Until now, however, the relationship of UPDs to abortion has not been well understood. In the literature to date, only three cases of UPDs 9, 16, and 21 have been found among spontaneous abortions (Fritz et al. 2001; Kondo et al. 2004), and the present case is the first report of UPD 14 in a spontaneous abortion. In other reports, the association of UPDs with spontaneous abortions has not been found (Shaffer et al. 1998; Smith et al. 1998). The combined frequency of UPD cases from these four studies and the present study is 1.69% (4/236), which indicates a low incidence of UPD in spontaneous abortion. However, there is a methodological limitation to the polymorphic analysis of microsatellites. Even using this kind of analysis, for instance, the mosaic cases of UPDs due to the trisomy rescue mechanism could not be detected in the ascertainment of UPD cases in spontaneous abortions.

Another case found in the present study (case 107) is a very rare one that was produced by an exchange between the chromatids of the long arm of pat and mat chromosome 7. This case had partial mat UPD of 7q. It is well known that abnormal clinical features are shown in mat UPD 7, including this region (Kotzot et al. 2000; Hannula et al. 2001). Other than this case, there is no reported case of spontaneous abortion in which there was demonstrated to be an exchange between pat and mat chromosome. In liveborns, on the other hand, many cases with an exchange between pat and mat chromosomes have been reported. For example, an exchange between pat and mat chromosomes is one of the mechanisms in contiguous gene syndromes, such as Prader–Willi and Angelman syndromes (Robinson et al. 1998; Nicholls and Knepper 2001), in which partial UPD and deletion of segments resulted from unequal exchange between chromatids of pat and mat homologous chromosomes.
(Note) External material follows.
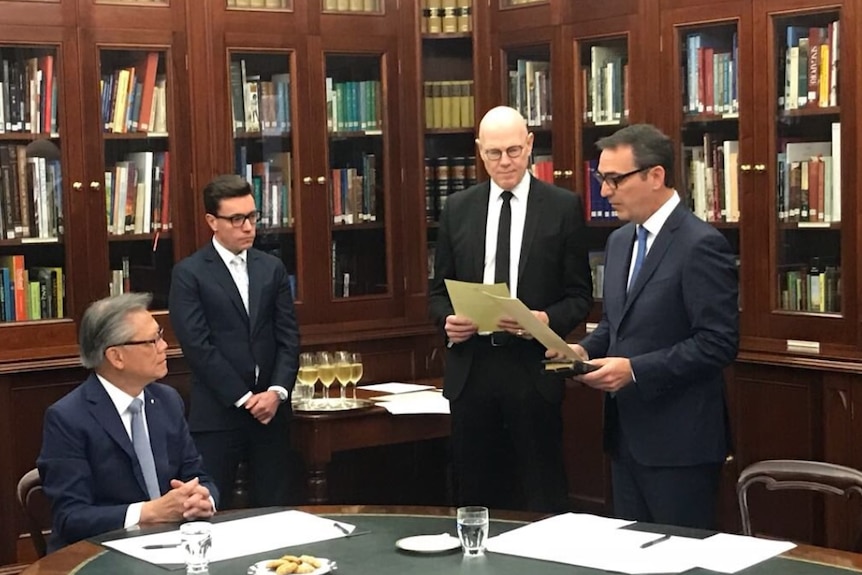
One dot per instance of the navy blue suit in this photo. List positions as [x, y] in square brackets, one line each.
[223, 343]
[678, 325]
[89, 468]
Although in the present case we could not find any deletion or duplication near the breakpoint of the exchange of chromosome 7 by polymorphic analysis of microsatellites, there remains a possibility that further detailed analyses may in fact show deletion and duplication resulting from the exchange. Generally, an exchange between chromatids of two homologous chromosomes produces two kinds of cells, each with different chromosome constitutions. Whereas this case had only one of the two kinds of karyotypes expected, it is possible that the cell with the other karyotype could not increase because of disadvantage due to microdeletions, duplication, or UPD resulting from an exchange.

A very interesting question is how many abnormalities undetectable by the usual banding method, such as UPDs and somatic exchanges that were detected in the present study, are concerned with miscarriage. Although polymorphic analysis of DNAs including microsatellite polymorphic analysis is one effective means for such elucidation, the data based on these methods remain insufficient. To clarify the relationship between constitutional abnormalities including UPDs and spontaneous abortion, or the effects during the developmental stages in humans, further investigations of abortions using DNA polymorphic markers and other means are needed.